Scegliere le forniture online. Con la diffusione di Internet e dell’eCommerce B2B sono sorti anche tanti siti che propongono la vendita e la distribuzione di tutte le componenti di questi “pacchetti” di cortesia, tra cui citiamo www.linea-cortesia.it: qui è possibile scoprire le varie forniture, visualizzare i singoli prodotti e leggere le informazioni per valutare su quale tipologia di articolo concentrare la propria attenzione, tra kit di cortesia, dispenser per bagno schiuma e shampoo (che riduce notevolmente la quantità di rifiuti da smaltire giornalmente) e altri oggetti di questo tipo.

I kit cortesia per gli ospiti. L’obiettivo, come accennato, è di offrire ai clienti dell’albergo un’esperienza quanto più confortevole possibile anche attraverso questi piccoli servizi aggiuntivi che si trovano nelle stanze: si parla di dispenser di shampoo e bagno schiuma, ma anche di kit per il cucito, salviettine rinfrescanti, spugnette lucidascarpe e via così. Prodotti che servono a impressionare favorevolmente l’utente, oltre che a lasciare un segno del brand dell’hotel.



Strumento di marketing. Una delle scelte più comuni è quella infatti di personalizzare i set di cortesia con la stampa del nome dell’albergo, così da sfruttare anche un effetto promozionale con questi articoli, facendo anche in questo caso attenzione ad alcuni dettagli: ad esempio, il colore delle confezioni non deve essere in contrasto con quelli dell’hotel, così come “a tono” devono essere le varie scritte e le informazioni eventualmente riportate.

Piccoli strumenti per il business. Piccoli dettagli che possono fare la differenza e che possono rappresentare anche una leva di successo online: offrire un’esperienza ottimale a un viaggiatore aumenta le possibilità di ricevere buoni feedback in recensioni sul Web, e quindi di migliorare la propria fama e crescere ulteriormente col proprio business. Una sorta di teoria del “butterfly effect”, per cui da un evento apparentemente piccolo e quasi insignificante si generano conseguenze molto più consistenti.

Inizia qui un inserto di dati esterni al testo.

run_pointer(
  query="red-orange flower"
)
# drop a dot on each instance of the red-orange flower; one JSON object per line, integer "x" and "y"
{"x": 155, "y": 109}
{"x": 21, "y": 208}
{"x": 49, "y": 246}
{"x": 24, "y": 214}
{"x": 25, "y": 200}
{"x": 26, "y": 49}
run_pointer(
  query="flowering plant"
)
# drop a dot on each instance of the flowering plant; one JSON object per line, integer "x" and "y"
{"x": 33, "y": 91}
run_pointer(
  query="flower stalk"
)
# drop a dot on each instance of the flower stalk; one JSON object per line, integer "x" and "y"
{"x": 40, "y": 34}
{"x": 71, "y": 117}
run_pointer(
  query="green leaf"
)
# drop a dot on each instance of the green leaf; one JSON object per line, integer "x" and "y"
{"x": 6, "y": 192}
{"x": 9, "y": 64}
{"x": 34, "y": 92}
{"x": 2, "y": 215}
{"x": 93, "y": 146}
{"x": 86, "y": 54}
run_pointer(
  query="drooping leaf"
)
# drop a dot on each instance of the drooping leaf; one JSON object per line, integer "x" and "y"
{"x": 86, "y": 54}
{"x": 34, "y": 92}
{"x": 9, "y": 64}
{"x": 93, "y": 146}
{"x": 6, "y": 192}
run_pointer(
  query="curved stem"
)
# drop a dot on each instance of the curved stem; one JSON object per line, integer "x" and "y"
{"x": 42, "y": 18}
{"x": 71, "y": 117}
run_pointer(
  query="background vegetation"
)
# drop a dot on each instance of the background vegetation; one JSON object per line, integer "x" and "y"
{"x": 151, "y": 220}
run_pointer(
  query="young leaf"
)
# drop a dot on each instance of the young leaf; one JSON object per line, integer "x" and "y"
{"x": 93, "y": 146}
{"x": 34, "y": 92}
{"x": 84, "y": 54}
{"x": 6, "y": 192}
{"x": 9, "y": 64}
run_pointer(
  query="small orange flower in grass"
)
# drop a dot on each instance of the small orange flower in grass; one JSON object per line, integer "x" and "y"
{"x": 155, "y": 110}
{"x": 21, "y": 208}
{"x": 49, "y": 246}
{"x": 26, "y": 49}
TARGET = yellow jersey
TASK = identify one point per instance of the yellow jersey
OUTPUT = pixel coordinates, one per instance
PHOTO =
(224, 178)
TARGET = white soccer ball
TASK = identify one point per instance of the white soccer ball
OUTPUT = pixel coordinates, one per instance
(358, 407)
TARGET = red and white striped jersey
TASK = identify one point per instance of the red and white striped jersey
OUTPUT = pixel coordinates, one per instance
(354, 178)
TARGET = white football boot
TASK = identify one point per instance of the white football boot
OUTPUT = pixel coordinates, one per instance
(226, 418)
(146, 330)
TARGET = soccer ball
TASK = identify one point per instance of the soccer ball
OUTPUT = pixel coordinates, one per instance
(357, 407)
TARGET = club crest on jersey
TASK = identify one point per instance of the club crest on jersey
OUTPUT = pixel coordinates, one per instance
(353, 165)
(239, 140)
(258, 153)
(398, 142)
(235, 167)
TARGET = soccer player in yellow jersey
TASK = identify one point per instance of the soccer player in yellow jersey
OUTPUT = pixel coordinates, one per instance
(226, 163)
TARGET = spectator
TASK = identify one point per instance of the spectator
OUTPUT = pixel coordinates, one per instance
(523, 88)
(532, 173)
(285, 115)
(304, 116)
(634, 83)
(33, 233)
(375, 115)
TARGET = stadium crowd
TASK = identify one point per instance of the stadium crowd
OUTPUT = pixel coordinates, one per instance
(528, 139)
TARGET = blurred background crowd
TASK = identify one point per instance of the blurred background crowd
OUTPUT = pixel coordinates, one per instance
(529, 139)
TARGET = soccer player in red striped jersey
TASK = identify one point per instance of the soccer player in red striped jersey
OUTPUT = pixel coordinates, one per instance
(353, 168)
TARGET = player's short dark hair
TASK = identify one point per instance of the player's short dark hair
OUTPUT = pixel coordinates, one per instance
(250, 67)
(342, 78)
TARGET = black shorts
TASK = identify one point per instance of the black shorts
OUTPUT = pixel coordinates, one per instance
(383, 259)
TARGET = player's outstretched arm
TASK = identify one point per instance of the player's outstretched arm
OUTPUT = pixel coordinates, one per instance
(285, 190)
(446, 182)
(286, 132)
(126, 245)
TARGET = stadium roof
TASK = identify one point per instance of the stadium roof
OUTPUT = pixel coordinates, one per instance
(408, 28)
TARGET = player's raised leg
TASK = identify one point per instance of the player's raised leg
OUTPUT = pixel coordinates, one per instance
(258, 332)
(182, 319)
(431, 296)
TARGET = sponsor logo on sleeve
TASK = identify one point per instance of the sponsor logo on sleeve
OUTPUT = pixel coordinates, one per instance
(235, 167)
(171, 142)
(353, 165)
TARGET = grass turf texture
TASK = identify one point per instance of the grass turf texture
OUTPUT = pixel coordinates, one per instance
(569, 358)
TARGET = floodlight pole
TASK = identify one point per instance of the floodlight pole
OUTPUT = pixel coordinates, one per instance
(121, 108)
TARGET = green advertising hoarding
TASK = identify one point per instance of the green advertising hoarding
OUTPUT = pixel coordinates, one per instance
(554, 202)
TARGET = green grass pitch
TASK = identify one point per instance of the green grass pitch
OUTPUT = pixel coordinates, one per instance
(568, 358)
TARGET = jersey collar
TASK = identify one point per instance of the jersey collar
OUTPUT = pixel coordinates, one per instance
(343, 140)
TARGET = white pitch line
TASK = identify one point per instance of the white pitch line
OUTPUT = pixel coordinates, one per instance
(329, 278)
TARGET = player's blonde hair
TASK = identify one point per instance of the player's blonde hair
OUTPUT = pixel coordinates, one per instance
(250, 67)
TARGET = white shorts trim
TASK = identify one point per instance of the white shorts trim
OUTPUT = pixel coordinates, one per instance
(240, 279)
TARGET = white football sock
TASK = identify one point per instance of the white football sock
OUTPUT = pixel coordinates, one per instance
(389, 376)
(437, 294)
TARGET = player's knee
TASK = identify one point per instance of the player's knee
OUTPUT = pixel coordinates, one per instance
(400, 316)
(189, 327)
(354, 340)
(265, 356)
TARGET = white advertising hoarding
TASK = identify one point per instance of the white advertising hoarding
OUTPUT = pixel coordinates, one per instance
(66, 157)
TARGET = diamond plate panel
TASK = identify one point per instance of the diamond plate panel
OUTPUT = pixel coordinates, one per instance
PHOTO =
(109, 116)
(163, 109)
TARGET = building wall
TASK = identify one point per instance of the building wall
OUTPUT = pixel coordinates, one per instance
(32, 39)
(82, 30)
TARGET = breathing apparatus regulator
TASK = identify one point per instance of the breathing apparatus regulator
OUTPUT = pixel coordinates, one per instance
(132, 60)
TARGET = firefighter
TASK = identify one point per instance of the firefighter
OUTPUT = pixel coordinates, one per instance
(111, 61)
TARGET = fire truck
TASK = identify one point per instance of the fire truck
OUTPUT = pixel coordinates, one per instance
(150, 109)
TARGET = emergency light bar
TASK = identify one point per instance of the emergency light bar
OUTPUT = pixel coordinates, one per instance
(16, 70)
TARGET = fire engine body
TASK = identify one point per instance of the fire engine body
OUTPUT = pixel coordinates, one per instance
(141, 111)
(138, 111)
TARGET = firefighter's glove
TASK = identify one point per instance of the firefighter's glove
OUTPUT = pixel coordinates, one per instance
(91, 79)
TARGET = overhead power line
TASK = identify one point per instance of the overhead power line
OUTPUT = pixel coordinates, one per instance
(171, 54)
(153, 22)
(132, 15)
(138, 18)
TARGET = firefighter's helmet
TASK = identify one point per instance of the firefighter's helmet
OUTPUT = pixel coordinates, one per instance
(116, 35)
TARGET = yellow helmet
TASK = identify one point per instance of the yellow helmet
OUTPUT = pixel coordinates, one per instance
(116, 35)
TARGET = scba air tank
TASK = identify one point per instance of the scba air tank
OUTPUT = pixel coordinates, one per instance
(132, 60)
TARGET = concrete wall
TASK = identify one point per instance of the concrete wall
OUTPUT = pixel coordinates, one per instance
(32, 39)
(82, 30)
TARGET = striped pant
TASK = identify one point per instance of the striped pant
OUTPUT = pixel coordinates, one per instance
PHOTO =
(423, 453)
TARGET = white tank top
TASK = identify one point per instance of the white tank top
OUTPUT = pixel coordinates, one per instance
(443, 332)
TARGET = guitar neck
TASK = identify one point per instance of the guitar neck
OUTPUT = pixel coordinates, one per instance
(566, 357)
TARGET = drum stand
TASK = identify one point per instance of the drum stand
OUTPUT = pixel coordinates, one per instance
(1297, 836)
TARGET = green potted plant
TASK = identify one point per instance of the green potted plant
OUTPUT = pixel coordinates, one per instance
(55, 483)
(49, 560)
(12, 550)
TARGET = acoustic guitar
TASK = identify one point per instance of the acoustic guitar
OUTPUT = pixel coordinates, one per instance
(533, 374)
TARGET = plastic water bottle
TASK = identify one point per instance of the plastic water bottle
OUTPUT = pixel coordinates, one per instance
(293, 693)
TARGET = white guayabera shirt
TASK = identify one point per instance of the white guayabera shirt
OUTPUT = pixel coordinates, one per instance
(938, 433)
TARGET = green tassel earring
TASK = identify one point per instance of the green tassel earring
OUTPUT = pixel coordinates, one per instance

L’esempio di Marriott. Tornando ai consigli per chi deve allestire le stanze per gli ospiti, una delle tendenze in atto riguarda la “sostituzione” dei classici flaconcini di plastica con i più pratici ed ecologici dispenser, soprattutto per la zona doccia. Una delle compagnie che maggiormente sta spingendo su questo fronte è la Marriott, che ha dichiarato battaglia allo spreco in nome della ecosostenibilità: come spiegato da un portavoce del gruppo, un singolo albergo di fascia media di Marriott utilizza circa 23 mila bottigliette di prodotti da bagno l’anno, che si traducono in circa 250 chili di plastica da smaltire, Al contrario, con i dispenser a parete si eliminano dagli hotel circa 10,3 milioni di bottiglie l’anno, ovvero 113 mila libbre di plastica in meno.

I dispenser come scelta eco-logica. Rispetto alle confezioni classiche, poi, i dispenser hanno anche un altro vantaggio: i clienti si lamentano spesso della quantità di shampoo, balsamo e bagno schiuma effettivamente contenuti nelle “mini bustine”, ritenuta insufficiente per i loro bisogni. La struttura fissa consente invece di dosare a proprio piacimento i vari prodotti, anche se questo richiede un’attenzione specifica da parte dell’hotel per evitare spiacevoli situazioni di dispenser vuoto e non ricaricato.